Read an interview with the new deacon.

Clergy of the Diocese of Central New York (and beyond) at the ordination of Meredith Kadet Sanderson to the Sacred Order of Deacons on July 10, 2021.

Watch Bishop Duncan-Probe’s sermon:

Sermon Transcript:

Come, Holy Spirit. Give us ears to hear you and courageous hearts to respond. Amen.

“Therefore, since it is by God’s mercy that we are engaged in this ministry.” So often we think of calling as choice. We think of calling as decision-making or selection or some sort of pecking order. We think of calling as being good enough to be called. We think of calling as a need to straighten ourselves out so that we could possibly be useful.

The world has a message for us, you see: “You’re not enough. You’re not good enough. You’re not smart enough, skinny enough, tall enough, fast enough, strong enough.” That’s because the world has forgotten who it is. We have forgotten who we are. We have forgotten that the calling of God is not something we elect to do. It is something we have two responses to: yes or no. Will you be who God has created you to be? Yes or no. Will you use the talents and skills God has gifted you with, for service to others? Yes or no.

It’s easy to stay to think that this day is all about Meredith and in a way, kind of is. We’re kind of thrilled. I’ve been saying all day, I probably said it all week, and you may have to get used to it. I might say for a while, but normally a Bishop doesn’t really know [the person they’re ordaining]. I’m ordaining people on the basis of other’s opinions. I’m taking it on faith that somebody has been a good servant in a community of faith.

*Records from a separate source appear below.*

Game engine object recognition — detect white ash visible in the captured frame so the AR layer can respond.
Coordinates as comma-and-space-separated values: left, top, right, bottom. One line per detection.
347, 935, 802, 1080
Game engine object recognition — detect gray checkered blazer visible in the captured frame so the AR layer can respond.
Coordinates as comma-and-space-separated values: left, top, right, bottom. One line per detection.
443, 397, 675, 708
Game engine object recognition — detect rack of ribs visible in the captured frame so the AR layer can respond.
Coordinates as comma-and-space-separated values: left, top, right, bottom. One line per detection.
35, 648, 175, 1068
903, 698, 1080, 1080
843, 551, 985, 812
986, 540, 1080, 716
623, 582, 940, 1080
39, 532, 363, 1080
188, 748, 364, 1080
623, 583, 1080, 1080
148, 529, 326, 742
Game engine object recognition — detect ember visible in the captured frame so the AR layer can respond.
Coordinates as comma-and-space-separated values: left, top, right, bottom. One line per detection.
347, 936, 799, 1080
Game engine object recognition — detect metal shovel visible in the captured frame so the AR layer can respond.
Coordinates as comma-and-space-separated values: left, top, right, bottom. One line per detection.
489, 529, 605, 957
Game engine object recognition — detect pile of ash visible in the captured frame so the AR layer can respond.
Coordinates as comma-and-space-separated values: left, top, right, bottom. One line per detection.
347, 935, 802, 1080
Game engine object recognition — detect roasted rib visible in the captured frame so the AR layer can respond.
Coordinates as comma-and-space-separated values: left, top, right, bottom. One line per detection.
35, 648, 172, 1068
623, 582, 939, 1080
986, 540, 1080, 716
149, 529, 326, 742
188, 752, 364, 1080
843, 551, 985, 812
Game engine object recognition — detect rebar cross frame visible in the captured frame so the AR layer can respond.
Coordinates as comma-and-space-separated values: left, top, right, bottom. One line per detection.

This time, people of God, I know. I am the authority on this one. I chose Meredith to be on my staff full-time. I have changed her position a couple of times, but it’s always in basically the same: to help us with her giftedness, to be the people God’s calling us and making us to be. Meredith is a faithful friend and a wonderful person. (This is my turn to cry.) I am so proud of her. Not because she’s so great, but she kind of is. Because she’s so faithful. The question for Meredith has faithfulness. Where’s God? What’s the right thing to do? What’s the next thing to do? She hungers for faithfulness. She hungers for service. She hungers for it in a way that is so beautifully rare. It inspires us all.

I think we are here today because we have experienced that drive for faithfulness, for Meredith. It’s made us better people too because it’s reminded each of us that we are called to strive for faithfulness too. As much as we love and believe in Meredith: we know you’re not perfect, and it’s okay. You’re enough. Not because you’re tall enough, which clearly you’re taller than me. But because God is in you. Because God has created you, all of us, all of you who are watching at home or wherever you may be everyone in this room, you’re good enough because God created you for this.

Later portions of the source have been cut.